For instance, when you multiply three hours by a ratio expressed as the quantity of miles per hour, the hour units cancel each other out, demonstrating that the resultant quantity you're left with measures in miles. This is not just a mathematical trick; it reflects how we understand the relationships between different physical quantities in the real world.

Ratios and proportions are fundamental concepts that describe the relationship between different quantities. A ratio is essentially a comparison between two numbers and indicates how many times one value contains another. For example, in the expression \(\frac{25 mi}{1 h}\), the ratio tells us that for every one hour, 25 miles are covered. It sets up a direct comparison between miles and hours.

A proportion, on the other hand, is an equation that states that two ratios are equal. It is used to solve for unknowns in problems involving similar figures or rates, like speed. When you work through exercises involving ratios and proportions, dimensional analysis becomes particularly useful to ensure that units are consistent and logically aligned throughout the calculations.
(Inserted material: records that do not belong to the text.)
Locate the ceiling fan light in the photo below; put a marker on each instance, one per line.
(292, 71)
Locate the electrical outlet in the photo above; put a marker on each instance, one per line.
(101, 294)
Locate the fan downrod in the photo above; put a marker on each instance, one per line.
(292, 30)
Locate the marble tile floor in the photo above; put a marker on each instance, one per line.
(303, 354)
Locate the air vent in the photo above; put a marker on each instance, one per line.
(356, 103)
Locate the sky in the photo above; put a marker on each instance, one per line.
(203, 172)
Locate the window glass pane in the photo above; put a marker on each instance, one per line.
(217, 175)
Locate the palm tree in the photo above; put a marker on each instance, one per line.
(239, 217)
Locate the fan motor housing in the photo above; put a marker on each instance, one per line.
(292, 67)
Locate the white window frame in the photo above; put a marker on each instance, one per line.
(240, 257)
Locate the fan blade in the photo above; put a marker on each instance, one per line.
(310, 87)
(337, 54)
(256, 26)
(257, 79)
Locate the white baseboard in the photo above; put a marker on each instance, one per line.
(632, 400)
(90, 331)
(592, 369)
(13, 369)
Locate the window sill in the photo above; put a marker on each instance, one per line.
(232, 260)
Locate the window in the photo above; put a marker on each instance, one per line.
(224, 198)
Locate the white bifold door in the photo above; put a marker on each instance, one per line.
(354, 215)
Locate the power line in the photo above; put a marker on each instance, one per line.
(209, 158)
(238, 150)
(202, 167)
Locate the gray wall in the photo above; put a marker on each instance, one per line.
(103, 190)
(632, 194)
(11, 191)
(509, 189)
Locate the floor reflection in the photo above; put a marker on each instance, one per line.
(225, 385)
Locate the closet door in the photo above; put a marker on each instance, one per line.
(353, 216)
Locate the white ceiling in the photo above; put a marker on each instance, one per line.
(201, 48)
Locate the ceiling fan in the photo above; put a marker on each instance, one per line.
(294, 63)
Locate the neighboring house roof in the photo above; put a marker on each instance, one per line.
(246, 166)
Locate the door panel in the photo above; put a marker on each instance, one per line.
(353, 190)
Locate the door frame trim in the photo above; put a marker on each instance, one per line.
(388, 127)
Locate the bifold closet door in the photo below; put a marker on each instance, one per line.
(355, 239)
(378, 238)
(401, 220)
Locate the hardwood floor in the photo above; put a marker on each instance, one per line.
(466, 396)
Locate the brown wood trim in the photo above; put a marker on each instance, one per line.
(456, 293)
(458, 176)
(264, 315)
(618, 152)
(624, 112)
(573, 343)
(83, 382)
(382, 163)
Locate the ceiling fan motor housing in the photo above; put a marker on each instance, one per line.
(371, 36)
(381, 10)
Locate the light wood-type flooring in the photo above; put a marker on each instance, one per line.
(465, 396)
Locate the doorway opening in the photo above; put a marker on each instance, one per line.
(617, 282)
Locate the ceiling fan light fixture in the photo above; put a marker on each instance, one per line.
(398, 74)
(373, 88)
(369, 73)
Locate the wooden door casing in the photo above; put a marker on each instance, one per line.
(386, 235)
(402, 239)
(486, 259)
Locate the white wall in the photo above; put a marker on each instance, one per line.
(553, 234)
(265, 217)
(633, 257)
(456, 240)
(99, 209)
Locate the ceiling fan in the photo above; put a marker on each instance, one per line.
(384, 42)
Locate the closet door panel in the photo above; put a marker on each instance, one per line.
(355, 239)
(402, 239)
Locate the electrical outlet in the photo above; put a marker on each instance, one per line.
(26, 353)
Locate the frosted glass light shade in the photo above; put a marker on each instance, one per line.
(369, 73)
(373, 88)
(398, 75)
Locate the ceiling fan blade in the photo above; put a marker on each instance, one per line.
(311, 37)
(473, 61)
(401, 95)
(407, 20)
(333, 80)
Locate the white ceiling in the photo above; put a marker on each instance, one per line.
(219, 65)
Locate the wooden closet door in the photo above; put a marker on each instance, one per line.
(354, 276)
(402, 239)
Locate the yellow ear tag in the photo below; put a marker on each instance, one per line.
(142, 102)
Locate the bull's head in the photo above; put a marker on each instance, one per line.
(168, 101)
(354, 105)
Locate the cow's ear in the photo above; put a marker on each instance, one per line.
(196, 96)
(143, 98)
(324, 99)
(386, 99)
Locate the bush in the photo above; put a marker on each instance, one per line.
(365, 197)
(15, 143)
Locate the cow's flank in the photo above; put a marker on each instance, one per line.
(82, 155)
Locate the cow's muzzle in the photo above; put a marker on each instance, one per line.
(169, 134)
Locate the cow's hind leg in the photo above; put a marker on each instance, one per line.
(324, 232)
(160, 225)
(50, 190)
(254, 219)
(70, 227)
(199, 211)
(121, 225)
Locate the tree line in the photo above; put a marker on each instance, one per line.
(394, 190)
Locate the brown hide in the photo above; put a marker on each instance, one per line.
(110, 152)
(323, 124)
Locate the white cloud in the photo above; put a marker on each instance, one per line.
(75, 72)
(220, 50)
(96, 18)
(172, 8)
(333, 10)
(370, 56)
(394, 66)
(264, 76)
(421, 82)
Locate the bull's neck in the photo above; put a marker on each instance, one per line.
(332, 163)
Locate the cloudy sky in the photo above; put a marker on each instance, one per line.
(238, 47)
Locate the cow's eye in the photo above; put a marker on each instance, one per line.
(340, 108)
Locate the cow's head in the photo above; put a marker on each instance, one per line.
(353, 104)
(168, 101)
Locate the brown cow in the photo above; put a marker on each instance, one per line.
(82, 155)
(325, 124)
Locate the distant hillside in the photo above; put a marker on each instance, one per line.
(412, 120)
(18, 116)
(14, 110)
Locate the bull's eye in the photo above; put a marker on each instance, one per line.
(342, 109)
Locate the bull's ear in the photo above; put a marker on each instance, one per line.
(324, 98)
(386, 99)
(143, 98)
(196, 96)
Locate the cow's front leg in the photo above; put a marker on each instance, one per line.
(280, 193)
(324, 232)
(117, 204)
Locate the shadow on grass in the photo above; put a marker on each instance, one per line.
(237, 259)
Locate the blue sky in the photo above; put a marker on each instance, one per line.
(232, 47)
Units of measure are standard quantities used to specify physical quantities. In the provided exercises, the units of measure are hours (h) and miles (mi). Ensuring the correct units are the product of a calculation is as important as the numerical result. This is why unit analysis is employed in solving the exercises.

When various units interact through multiplication or division, they may form new derived units like miles per hour (mi/h) or cancel each other out if they are the same. Mastery of unit manipulation allows you to easily convert and compare quantities, a skill that's invaluable in many fields, from chemistry to engineering, and even in everyday life when, for example, calculating travel times or fuel efficiency.

Algebraic expressions are mathematical phrases that involve numbers, variables, and operations but do not have an equality sign as an equation does. The expressions in the exercise \( (3 h)\left(\frac{25 m i}{1 h}\right) \) and \( (90 mi) \div\left(\frac{45 mi}{1 h}\right) \) are examples of algebraic expressions where the use of dimensional analysis simplifies the problem.

In these expressions, we treat the variables representing units of measure (like 'h' for hours and 'mi' for miles) almost as if they were algebraic variables. You multiply and divide them following the same principles as you would with purely numerical algebraic expressions. Understanding how to manipulate these expressions is crucial for converting and calculating accurate measurements in scientific and mathematical problems.